(1) Esercito Italiano
Riuscire
a capire quale fosse il piano di campagna dell’Esercito Italiano è impresa
assai ardua in quanto il piano doveva essere presentato in una conferenza che
si tenne a Bologna il 17 giugno 1866 tra La Marmora e Cialdini. Di quel
colloqui non esistono documenti che attestino le decisioni che furono adottate.
Nessuno era
presente a quell’incontro, ma dall’analisi dei fatti dei giorni successivi si
può arguire che i due generali si siano lasciati con la convinzione che l'uno
avesse aderito alle idee dell'altro. E invece ognuno era rimasto fedele al
proprio piano: il Cialdini, pensava che sul Po si dovesse sviluppare
l'operazione principale, mentre sul Mincio si doveva condurre un’operazione
diversiva. Al contrario, La Marmora credeva che l’operazione principale doveva
essere svolta sul Mincio e di diversione quella del Po. Non a
caso La Marmora poco tempo dopo disse: “la
nostra azione rispettiva era troppo evidente perché fosse d’uopo di prendere
accordi speciali. Ciascuno dalla parte sua avrebbe agito secondo le occorrenze
colla massima energia per modo di battere o paralizzare il nemico attraendolo
ora da una parte, ora dall’altra”[i]. Da
queste parole si evince chiaramente che l’Italia non aveva un piano, ma due
diversi modi di vedere e di intraprendere le operazioni. A queste posizioni
corrispondeva anche una diversa visione strategica a livello politico. Una, che
faceva capo proprio al Generale Enrico Cialdini, che l’aveva elaborata e vedeva
anche i favori degli alleati prussiani, su tutti del Generale von Moltke,
prevedeva Bologna come base delle operazioni, l’invasione del Veneto dal basso
Po, con attraversamento del fiume a monte di Ferrara, e l’avanzata su Rovigo.

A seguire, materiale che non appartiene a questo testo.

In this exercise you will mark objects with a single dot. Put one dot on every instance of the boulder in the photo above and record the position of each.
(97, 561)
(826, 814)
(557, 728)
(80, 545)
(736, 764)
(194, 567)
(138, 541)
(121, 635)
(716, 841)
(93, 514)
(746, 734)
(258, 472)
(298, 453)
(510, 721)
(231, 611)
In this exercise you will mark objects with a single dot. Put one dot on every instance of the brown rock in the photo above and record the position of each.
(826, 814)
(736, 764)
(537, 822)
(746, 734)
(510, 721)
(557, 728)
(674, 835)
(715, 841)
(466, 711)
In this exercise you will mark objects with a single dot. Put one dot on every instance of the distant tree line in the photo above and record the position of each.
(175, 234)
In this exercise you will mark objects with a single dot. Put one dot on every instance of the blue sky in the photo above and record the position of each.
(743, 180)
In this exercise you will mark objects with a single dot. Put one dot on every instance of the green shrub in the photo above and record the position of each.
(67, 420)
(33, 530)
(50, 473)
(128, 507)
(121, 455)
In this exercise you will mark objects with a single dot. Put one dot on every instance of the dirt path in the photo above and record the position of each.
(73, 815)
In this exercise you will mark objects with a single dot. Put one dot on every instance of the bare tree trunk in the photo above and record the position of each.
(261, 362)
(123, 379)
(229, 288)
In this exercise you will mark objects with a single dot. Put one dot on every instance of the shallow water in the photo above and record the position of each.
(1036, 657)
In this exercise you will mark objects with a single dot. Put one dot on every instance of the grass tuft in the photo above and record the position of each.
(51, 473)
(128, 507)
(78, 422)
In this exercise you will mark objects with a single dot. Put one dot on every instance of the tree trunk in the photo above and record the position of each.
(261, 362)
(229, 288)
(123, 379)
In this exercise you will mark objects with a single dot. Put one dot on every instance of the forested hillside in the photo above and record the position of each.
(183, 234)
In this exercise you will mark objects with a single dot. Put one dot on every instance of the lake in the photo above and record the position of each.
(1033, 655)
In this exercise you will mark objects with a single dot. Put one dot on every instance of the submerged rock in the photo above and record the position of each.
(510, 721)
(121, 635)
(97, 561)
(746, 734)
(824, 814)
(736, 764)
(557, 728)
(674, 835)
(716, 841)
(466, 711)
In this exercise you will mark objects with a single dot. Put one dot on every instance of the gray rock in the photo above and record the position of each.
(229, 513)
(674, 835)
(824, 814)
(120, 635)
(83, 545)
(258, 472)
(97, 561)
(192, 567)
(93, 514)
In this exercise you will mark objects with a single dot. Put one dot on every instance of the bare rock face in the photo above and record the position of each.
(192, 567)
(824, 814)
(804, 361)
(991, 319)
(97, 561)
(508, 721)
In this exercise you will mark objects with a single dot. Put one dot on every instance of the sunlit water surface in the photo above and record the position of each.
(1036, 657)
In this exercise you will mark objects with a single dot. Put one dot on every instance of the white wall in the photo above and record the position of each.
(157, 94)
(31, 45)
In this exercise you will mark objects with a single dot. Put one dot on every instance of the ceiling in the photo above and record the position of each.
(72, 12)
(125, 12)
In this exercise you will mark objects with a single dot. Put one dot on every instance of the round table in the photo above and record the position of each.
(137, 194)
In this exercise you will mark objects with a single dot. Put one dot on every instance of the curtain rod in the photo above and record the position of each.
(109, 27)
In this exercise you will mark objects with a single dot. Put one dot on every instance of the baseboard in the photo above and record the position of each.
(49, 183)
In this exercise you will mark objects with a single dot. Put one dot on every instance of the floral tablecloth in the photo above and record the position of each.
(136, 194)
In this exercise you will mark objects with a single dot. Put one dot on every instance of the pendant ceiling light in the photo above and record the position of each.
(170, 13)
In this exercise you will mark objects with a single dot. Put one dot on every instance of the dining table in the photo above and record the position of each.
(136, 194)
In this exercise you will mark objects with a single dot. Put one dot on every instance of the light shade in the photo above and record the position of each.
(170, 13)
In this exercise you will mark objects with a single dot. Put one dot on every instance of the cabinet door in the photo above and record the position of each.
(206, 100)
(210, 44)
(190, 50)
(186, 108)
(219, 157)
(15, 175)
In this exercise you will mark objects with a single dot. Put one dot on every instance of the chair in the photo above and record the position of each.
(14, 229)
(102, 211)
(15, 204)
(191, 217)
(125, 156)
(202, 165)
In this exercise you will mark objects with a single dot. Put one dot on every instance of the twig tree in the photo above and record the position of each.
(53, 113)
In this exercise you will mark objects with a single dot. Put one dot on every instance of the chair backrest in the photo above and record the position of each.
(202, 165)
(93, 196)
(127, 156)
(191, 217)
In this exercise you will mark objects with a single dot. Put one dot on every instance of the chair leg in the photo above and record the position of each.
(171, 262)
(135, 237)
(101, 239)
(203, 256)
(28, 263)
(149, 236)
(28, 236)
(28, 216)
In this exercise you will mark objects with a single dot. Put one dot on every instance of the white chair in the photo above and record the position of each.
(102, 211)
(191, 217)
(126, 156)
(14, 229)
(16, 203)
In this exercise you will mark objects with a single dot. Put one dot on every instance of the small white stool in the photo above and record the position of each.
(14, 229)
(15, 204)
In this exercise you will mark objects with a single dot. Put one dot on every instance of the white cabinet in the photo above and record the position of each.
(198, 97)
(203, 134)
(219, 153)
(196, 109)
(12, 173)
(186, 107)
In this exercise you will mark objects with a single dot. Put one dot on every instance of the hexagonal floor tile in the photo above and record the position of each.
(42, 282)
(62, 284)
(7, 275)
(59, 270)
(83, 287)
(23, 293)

Per favorire l’operazione occorrevano alcune azioni diversive e di disturbo sul
Mincio che avrebbero impegnato il grosso dell’Armata imperiale all’interno del
Quadrilatero. Una volta raggiunto Rovigo e passato l’Adige, l’Armata del Po
avrebbe avuto la strada spianata verso Padova, Vicenza e Venezia, puntando
sulle più vitali comunicazioni del Veneto fin dentro il cuore dell’impero. Tale
visione, inoltre, rendeva possibile anche un contributo della flotta italiana
nell’Adriatico e l’infiltrazione di un
corpo di volontari in Dalmazia e in Ungheria con il compito di innescare una
rivolta popolare in grado di minare la solidità dell’Impero. Questa linea di
azione aveva il vantaggio di evitare “di rimanere invischiati in lunghe e
faticose operazioni all’interno del Quadrilatero, con poche possibilità di
successo”[ii] come
era accaduto nel 1848.
L’altra visione, completamente opposta,
elaborata da La Marmora e altri generali dell’ex esercito piemontese,
prevedeva, invece, Piacenza e Cremona come basi di operazione, eseguire delle
operazioni dimostrative sul basso Po, e di colpire direttamente il Quadrilatero
da Ovest: attraversare il fiume Mincio tra Peschiera e Mantova e forzare le
fortezze nel più breve tempo possibile grazie alla superiorità di forze
disponibili o, in alternativa, ingaggiare battaglia all’interno dello stesso.
Alla
vigilia della guerra, l’Italia pensava ad un teatro di operazioni in cui
avrebbero agito due armate: una sul Mincio, Comandata dal Generale La Marmora,
e una sul Po, comandata dal Generale Cialdini. La prima, “più sotto la mano del comando in capo dell’Esercito”[iii],
avrebbe ricevuto ordini e diposizioni direttamente, la seconda, da considerare
più come un distaccamento, avrebbe agito secondo le indicazioni ritenute più
idonee ed opportune da parte del comandante[iv] che
aveva l’unico obbligo di tenere informato il Comando Supremo. L’operazione che l’esercito italiano si
accingeva a condurre era guidata da un piano che rappresentava soltanto il giusto
compromesso fra due soluzioni alternative volte a soddisfare Cialdini e La
Marmora per di più viziato da un’incomprensione di fondo: il Generale La
Marmora si aspettava una dimostrazione sul basso Po e il Generale Cialdini si
aspettava una dimostrazione sul Mincio. Non a caso, allorquando nel mattino del
24 giugno 1866, il Generale Cialdini ricevette dal Re Vittorio Emanuele il
telegramma con cui gli si comunicava l’inizio delle ostilità, rispondeva di “essere desolato notizia che Vostra Maestà mi
dà. Generale La Marmora mi aveva promesso di limitarsi a semplice
dimostrazione. Voglio sperare non infausto esito giornata, ecc.”[v]. L’unica
questione su cui si era fermamente concordi era il ruolo del Corpo di Volontari
comandato da Garibaldi: non sbarcare in Dalmazia, per essere infiltrato in
Ungheria, ma, attraverso azioni dimostrative verso il Tirolo, coprire l’estrema
sinistra del dispositivo sul Mincio e la Lombardia.